A docilização do corpo na Educação Infantil

Beatriz da Silva Carvalho

Graduanda de Pedagogia (UFRRJ - Nova Iguaçu)

Kimberli Rodrigues de Aguiar

Graduanda de Pedagogia (UFRRJ - Nova Iguaçu), agente de apoio à Inclusão na rede municipal de Duque de Caxias/RJ

Natasha Carolina Pereira da Costa

Graduanda de Pedagogia (UFRRJ - Nova Iguaçu), professora dos anos iniciais da rede municipal de Nova Iguaçu/RJ

Assim como descrito por Michel Foucault no capítulo "Corpos Dóceis", de Vigiar e punir, houve, na segunda metade do século XVIII, a necessidade de fabricar um soldado ideal; isso seria possível por um processo gradual, sutil e continuo de coação que visava corrigir posturas mediante o domínio corporal como um todo, moldando o corpo, condicionando-o, manipulando-o, viabilizando-lhe o automatismo de ações esperadas; essa submissão foi denominada por Foucault “corpos dóceis”; concretizava-se pela disciplina.

Transpondo para a Educação Infantil, objeto principal de estudo deste artigo, a prática docente nessa modalidade de ensino em suas metodologias, estratégias e sistema de avaliação visa “produzir” um tipo ideal de aluno, com comportamentos padronizados e aceitáveis socialmente, inviabilizando de certo modo a autonomia infantil, tornando-o submisso e comprometendo a criatividade, que é extremamente necessária para o aprendizado do aluno, criando um ambiente de controle e docilidade. Essa docilidade do corpo da criança não permite que se desenvolva na criança a busca ativa para solucionar problemas; pelo contrário, habitua a criança a não se posicionar em momentos em que deveria expressar seu posicionamento diante das situações, refletindo diretamente no futuro.
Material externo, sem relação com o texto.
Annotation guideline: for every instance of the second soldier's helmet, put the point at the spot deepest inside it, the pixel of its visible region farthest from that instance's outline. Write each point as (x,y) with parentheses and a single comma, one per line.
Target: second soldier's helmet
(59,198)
Este artigo visa sinalizar os problemas metodológicos existentes na prática pedagógica na Educação Infantil atualmente, propondo estratégias para que haja a desconstrução de práticas que limitam a autonomia, que condicionam e tornam a criança passiva diante de determinados desafios; essas estratégias devem contribuir para o exercício da autonomia infantil, da curiosidade, da criatividade e da capacidade de iniciativa.

A docilização do corpo da criança pequena

Em grande parte das instituições de ensino, sobretudo de Educação Infantil, é muitas vezes oferecida uma educação que visa moldar a criança. Segundo Michel Foucault, esse molde se dá pela aplicação da disciplina, que, ao invés de formar seres pensantes e autônomos, molda-os conforme a sociedade espera que as crianças sejam. É comum ver sinais da imposição de poder porque tal imposição tem ligação direta com a manipulação e o treinamento e visa à docilização do corpo da criança para exercer domínio e controle sobre ela.

No centro desses sinais reina a noção de “docilidade” que une ao corpo analisável o corpo manipulável. É dócil um corpo que pode ser submetido, que pode ser utilizado, que pode ser transformado e aperfeiçoado.

Visando atender uma expectativa social e até mesmo econômica, na escola, já desde a Educação Infantil, há a produção de corpos dóceis, transformando as crianças em seres submissos, moldados e minuciosamente controlados para que se adéquem ao que é esperado pela sociedade e para que se submetam por obediência às ordens dadas, não permanecendo a vontade própria e sim algo que lhe foi instruído fazer. Isso dá-se pela disciplina, que vai desde a forma como são levados a sentar até os combinados (regras) apresentados a elas desde o primeiro dia de aula.

Esse tipo de prática vai contra os princípios de autonomia, que filosoficamente se mistura com liberdade, pois tira da criança o direito de escolha; ela passa a acreditar no que dizem e a reproduzir o que lhe foi ensinado sem interpretação crítica, tendo uma visão reducionista da realidade na qual está inserida, visto que, como Foucault afirma, por meio da disciplina os mecanismos tornam o indivíduo tanto mais obediente quanto útil.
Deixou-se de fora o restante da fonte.